Giorgos Valavanidis

Personal information
- Born: 16 February 1974 Böblingen, Baden-Württemberg, West Germany
- Died: 12 November 2024 (aged 50) Thessaloniki, Greece
- Nationality: Greek
- Listed height: 6 ft 8.31 in (2.04 m)

Career information
- Playing career: 1990–2010
- Position: Center

Career history
- 1990–1994: PAOK
- 1994–2000: MENT
- 2000–2001: Xanthi
- 2001–2003: Kolossos
- 2003–2004: Nikopoli Preveza
- 2004–2006: Panorama
- 2006–2007: Aias Evosmou
- 2007–2008: Apollon Kalamarias
- 2008–2009: AS Asvestohoriou
- 2009–2010: Apollon Kalamarias

Career highlights and awards
- European Cup Winners' Cup champion (1991); FIBA Korać Cup champion (1994); Greek League champion (1992);

= Giorgos Valavanidis =

Greek basketball player (1974–2024)

Giorgos Valavanidis (Γιώργος Βαλαβανίδης; 16 February 1974 – 12 November 2024) was a Greek professional basketball player.

==Professional career==
Valavanidis's origin is from Alexandroupoli and was raised in the local club of Feres, Evros.

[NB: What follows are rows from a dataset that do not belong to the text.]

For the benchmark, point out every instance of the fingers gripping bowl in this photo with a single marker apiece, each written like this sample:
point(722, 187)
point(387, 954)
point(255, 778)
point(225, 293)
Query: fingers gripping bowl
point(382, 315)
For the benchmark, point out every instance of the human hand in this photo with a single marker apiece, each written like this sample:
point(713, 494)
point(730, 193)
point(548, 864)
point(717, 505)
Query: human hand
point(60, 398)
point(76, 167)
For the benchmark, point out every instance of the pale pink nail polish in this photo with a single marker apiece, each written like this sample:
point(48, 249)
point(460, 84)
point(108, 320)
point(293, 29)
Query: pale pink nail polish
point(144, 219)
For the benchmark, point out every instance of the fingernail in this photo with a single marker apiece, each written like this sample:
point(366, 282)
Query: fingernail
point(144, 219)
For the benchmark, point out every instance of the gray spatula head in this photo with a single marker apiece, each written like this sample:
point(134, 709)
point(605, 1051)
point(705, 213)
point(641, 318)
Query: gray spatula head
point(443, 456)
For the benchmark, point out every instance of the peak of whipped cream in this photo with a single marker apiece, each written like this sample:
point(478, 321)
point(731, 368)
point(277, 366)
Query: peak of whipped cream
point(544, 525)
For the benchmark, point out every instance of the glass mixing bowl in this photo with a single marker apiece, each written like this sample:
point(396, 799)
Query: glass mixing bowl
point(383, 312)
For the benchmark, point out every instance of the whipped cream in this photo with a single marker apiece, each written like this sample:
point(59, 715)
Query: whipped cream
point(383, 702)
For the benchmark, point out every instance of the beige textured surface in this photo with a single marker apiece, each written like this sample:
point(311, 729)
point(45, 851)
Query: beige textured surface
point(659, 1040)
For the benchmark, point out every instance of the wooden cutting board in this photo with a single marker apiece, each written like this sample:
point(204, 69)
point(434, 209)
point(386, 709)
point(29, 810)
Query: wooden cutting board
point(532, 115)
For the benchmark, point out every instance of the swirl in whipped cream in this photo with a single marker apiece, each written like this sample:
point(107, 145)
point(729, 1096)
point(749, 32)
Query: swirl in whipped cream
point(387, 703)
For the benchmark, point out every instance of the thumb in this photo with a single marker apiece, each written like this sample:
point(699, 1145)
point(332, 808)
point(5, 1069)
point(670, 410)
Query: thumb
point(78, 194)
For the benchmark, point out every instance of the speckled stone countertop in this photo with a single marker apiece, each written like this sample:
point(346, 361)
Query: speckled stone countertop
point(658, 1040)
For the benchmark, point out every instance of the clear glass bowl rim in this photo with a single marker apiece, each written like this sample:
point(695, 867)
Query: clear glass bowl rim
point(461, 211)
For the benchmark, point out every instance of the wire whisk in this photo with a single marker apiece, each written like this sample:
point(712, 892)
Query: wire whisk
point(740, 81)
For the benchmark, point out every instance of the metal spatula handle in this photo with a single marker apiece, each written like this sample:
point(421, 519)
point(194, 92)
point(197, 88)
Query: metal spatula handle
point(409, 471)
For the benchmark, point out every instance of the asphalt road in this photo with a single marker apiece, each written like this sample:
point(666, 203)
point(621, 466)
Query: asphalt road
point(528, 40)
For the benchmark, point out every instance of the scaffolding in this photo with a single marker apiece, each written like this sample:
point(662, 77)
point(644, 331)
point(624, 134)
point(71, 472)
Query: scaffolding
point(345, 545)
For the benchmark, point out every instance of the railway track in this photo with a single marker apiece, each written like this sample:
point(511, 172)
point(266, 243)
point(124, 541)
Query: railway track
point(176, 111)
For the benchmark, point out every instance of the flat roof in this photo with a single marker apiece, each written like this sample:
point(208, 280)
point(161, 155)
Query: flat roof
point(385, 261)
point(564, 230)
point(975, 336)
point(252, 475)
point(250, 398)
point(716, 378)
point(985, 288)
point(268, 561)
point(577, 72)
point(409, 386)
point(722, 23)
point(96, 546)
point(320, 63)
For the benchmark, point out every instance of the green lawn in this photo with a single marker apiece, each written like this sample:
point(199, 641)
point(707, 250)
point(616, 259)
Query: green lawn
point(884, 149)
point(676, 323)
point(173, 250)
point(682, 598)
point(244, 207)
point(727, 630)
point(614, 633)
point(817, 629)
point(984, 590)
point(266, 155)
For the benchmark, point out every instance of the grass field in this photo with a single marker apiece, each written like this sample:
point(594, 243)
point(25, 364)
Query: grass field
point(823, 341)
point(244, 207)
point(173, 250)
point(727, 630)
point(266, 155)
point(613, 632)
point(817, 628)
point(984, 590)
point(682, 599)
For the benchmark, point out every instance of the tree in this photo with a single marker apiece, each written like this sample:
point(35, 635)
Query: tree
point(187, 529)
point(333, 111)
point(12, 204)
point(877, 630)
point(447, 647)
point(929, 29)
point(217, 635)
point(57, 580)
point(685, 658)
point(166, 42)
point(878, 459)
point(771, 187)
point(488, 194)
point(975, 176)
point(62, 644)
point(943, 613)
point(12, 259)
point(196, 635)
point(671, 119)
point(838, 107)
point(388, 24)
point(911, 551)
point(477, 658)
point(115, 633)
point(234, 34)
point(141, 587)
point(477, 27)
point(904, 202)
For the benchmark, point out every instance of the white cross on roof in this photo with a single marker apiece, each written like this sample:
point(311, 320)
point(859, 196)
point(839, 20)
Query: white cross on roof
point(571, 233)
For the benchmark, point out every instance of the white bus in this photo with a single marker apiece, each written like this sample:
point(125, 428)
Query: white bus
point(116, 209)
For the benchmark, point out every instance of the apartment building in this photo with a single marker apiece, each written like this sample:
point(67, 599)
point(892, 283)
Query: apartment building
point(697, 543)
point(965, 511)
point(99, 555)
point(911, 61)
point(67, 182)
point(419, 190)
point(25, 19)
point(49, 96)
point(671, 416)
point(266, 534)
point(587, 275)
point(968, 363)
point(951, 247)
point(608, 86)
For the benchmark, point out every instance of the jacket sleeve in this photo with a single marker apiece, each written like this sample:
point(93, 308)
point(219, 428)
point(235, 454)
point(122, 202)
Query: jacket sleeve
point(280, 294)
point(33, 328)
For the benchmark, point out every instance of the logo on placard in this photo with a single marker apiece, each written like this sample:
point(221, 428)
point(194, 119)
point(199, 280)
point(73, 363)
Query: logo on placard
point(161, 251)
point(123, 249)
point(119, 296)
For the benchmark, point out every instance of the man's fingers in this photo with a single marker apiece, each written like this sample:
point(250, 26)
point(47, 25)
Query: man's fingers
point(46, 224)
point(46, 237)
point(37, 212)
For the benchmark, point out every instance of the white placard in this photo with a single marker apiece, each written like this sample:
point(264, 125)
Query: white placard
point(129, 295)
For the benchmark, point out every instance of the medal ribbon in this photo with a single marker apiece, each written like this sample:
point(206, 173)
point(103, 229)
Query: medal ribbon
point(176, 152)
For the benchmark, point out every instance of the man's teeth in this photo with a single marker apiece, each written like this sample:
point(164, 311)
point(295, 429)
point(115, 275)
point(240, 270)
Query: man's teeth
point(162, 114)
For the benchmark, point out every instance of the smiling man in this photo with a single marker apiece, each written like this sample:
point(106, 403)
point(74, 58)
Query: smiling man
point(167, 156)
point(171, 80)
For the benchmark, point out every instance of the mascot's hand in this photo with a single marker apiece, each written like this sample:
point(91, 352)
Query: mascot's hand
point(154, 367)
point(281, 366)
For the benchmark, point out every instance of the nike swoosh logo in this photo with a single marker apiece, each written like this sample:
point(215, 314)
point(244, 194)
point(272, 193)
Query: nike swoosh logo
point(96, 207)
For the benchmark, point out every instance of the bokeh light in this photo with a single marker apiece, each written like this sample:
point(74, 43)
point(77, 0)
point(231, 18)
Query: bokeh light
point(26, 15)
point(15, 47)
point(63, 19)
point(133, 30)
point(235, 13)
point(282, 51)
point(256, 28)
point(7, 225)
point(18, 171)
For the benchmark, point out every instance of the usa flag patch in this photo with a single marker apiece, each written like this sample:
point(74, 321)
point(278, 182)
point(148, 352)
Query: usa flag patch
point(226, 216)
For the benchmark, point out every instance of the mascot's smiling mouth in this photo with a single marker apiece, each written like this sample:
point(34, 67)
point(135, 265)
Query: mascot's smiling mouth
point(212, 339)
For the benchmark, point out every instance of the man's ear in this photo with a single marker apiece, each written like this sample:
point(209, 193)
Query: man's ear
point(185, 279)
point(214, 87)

He started his career from there and transferred to PAOK in 1988. He played with PAOK'S youth teams and he was promoted to the first team in 1991. Valavanidis was member of the team which won the Saporta Cup 1991, at the age of 17. He played with PAOK, until 1994 and he won the Greek League championship in 1992, and FIBA Korać Cup in 1994. In 1994 Valavanidis moved to MENT, and he played for six years. After 2000 he played with several clubs such as Xanthi, Kolossos, Xanthi, Panorama, Aias Evosmou and Apollon Kalamarias. In 2010 Valanidis returned to PAOK and became coach at club's academies.

==Greek national team==
Valavanidis won the silver medal at the FIBA Europe Under-16 Championship. He also played at the 1992 FIBA Europe Under-18 Championship, in which his team finished in fourth place.

==Death==
Valavanidis died from a heart attack in Thessaloniki, on 12 November 2024, at the age of 50.